The use of sanctioned bike changes during the elite men’s time trial at the UCI Road World Championships is causing heated debate.
Pre-race favourite Tom Dumoulin is among those who have said they will change bikes from a time trial machine to a road bike to tackle to final steep hill in Bergen, Norway, on Wednesday.
The Dutchman says that he will very likely change bikes regardless of his performance as he feels the benefit from swapping to a bike designed for climbing will outweigh the disadvantage of stopping and changing machines prior to the 3.1-kilometre Mount Floyen that rises at over nine per cent gradient.
Dumoulin told Dutch media that he will make a final decision on whether he will change bikes after riding the climb in practice on Tuesday.
“The climb is heavy, but not as heavy as I expected,” Dumoulin said. “I understood that it was ten percent on average, but it was not really. There are also sections that go down a bit. That’s why it’s still a little bit if I’m going to change a bike. Tuesday, after a last good exploration, I’ll definitely make a decision.”
Dumoulin has already tasted success at the 2017 championships after his Sunweb team won the men’s team time trial on Sunday. He says that the victory will be the ‘candle on the cake’ after winning the Giro d’Italia in May.
Dumoulin’s Dutch team-mate Wilco Kelderman is also looking to change bikes before the climb. “I think you can climb tens of seconds faster on a road bike than on a time trial bike,” he said.
The Union Cycliste Internationale (UCI) has said that riders can change bikes during the race, and a bike change area has been set up for the first time in the race’s history. There will be a limit for how far helpers can ‘push off’ a rider after the bike change, with a 20-metre long mat on a cobbled section that must not be exceeded.
Similar bike changes have been employed by teams and riders in other hilly time trials in the past, notably during Grand Tours – for example stage 17 of the 2013 Tour de France, where Chris Froome changed bikes and won the stage, going on to take his first Tour victory.
The Belgian national team posted a video online on Tuesday showing them practicing bike changes in a car park.

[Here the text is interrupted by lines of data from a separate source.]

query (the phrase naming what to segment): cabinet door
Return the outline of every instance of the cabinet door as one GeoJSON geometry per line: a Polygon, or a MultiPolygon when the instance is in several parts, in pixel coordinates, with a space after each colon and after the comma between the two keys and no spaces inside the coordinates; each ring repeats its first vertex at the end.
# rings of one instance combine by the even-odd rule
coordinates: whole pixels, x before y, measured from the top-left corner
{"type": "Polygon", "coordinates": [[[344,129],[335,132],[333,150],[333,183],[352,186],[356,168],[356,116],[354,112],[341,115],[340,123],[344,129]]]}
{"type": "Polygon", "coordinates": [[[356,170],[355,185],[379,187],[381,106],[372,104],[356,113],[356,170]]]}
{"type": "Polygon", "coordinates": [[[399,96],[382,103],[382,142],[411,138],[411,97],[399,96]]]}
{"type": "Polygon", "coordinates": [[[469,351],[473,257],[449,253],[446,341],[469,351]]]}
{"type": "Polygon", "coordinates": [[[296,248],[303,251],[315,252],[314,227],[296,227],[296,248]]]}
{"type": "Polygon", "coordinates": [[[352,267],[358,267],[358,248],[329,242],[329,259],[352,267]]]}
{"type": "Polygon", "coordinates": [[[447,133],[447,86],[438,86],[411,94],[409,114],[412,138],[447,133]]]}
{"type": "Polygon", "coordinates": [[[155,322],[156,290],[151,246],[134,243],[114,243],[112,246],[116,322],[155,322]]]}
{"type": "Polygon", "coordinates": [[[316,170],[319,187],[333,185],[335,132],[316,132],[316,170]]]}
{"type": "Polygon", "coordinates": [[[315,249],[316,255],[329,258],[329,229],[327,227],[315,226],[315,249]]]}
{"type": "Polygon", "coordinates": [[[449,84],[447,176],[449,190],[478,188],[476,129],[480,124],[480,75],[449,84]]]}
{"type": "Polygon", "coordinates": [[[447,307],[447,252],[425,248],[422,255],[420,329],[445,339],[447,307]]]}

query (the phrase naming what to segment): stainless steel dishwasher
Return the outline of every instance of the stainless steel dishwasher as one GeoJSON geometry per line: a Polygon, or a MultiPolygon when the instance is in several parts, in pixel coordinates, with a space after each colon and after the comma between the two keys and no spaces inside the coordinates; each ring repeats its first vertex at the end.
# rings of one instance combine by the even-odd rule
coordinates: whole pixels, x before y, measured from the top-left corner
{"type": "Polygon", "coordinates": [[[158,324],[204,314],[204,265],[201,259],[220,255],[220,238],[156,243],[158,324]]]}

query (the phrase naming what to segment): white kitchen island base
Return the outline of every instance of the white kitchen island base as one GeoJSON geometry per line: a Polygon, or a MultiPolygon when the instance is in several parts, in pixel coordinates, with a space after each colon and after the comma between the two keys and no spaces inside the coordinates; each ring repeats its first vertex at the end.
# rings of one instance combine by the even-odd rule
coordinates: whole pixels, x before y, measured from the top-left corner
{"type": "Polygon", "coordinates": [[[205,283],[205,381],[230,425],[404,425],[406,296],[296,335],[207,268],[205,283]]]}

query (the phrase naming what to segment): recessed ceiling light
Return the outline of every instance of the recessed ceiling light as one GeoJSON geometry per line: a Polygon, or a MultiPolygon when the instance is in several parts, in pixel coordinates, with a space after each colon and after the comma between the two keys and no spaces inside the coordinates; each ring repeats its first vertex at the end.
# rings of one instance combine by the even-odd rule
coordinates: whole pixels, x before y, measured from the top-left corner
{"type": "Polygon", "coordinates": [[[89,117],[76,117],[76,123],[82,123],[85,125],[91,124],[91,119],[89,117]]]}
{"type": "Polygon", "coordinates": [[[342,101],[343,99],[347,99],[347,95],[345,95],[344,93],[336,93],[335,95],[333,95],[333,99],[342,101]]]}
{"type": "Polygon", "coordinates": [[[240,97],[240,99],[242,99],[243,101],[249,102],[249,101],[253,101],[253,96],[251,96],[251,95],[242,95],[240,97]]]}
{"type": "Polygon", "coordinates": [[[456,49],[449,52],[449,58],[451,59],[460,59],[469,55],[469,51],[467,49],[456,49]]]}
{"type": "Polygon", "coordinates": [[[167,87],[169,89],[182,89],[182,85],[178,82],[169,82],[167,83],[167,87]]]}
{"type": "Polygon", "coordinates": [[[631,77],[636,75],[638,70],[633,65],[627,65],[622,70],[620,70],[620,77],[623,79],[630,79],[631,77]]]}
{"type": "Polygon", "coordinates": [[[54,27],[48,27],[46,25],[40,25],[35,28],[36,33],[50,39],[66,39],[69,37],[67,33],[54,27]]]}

Some commentators on social media did not appear happy that riders would be allowed to swap bikes during the race.
The elite men’s time trial route takes in 31 kilometres in total, comprising two laps of Bergen and the final climb up Mount Floyen to the finish line.
Dumoulin will face strong competition from the likes of Froome (Great Britain), defending champion Tony Martin (Germany), Jonathan Castroviejo (Spain), Rohan Dennis (Australia), Michal Kwiatkowski (Poland), Edvald Boasson Hagen (Norway) and Victor Campenaerts (Belgium).